どちらも自分の人生なのだと思えるようになった。
この世界では、異世界から転生してくる人間は時々いるらしい。
大精霊の加護とか魔導風水とか二つの月の満ち欠けとかあれこれが関係するらしく、同じ土地には同じ異世界からの転生が多いという。
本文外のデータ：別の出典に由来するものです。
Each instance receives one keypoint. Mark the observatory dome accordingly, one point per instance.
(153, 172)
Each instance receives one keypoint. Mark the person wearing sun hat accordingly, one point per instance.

実際、ここシシルス王国にも記録に残っているだけでも過去三百年で二十人、日本人が転生しているらしい。
俺は二十一人目だ。
……そう主張したのだが、誰にも聞いてもらえなかった。
いわく、転生者は遅くとも三歳までに覚醒する。
いわく、転生者は例外なく特別な才能(スキル)を持っている。
いわく、日本語はすでにこの国の学問の一つとして定着しており、日本語を読み書きできるだけでは転生者の証拠とは言えない。
……俺が十歳で日本語を独学で学んだとでもいうのか。
ともあれ俺は『転生日本人にあこがれるイタい少年』とご近所様に烙印を押されてしまった。
たしかに俺に特別な才能(スキル)はない。
剣も魔法も同い年の子供の中ではマシだが、トップレベルには及ばない。
そう、この世界にとって俺は特別ではないのだ。
おいおいおいおい!
だったらなんで異世界転生なんてしたんだよ!
特別じゃないなら前世の記憶なんて持ってる必要ないじゃないか!
誰だよ、こんな中途半端な仕事しやがったのは!
お前か! 神!!
……いや、神なんて見たことないが。
せめて知識無双くらいしてやれないかとも考えたんだが、しがないサラリーマンにそんなことができるはずもなかった。
そもそも二十人も日本人が転生済みなのだ。
俺の知っていそうな雑学レベルの知識なんてすでに網羅されている。
ちなみに大学の卒論は日本の自家用車の名前の民族的見地からの考察だ。
このシシルス王国の――中世ヨーロッパ風のファンタジー世界で何の役に立つというのか。
そんなわけで俺は、八つ当たりかもしれない神への呪いを胸に、この五年間を生きてきた。
この世界ではまだそれなりに貴重品である紙を、自分の小遣いで買えるようになってからは、とりとめのない前世の記憶をこうして日記に綴ったりしているが、これだって両親からすればただの妄想小説だろう。
しかし。
しかしだ。
そんな俺にも日の当たるときが来た。
明日、王立魔法学院の入学試験を受けることができるのだ。
試験には面接も含まれる。
その時、聞いてみるのだ。
俺が日本人の転生だということを証明する方法を。
きっと明日はいい日になる。
いや、明日からはずっといい日になる。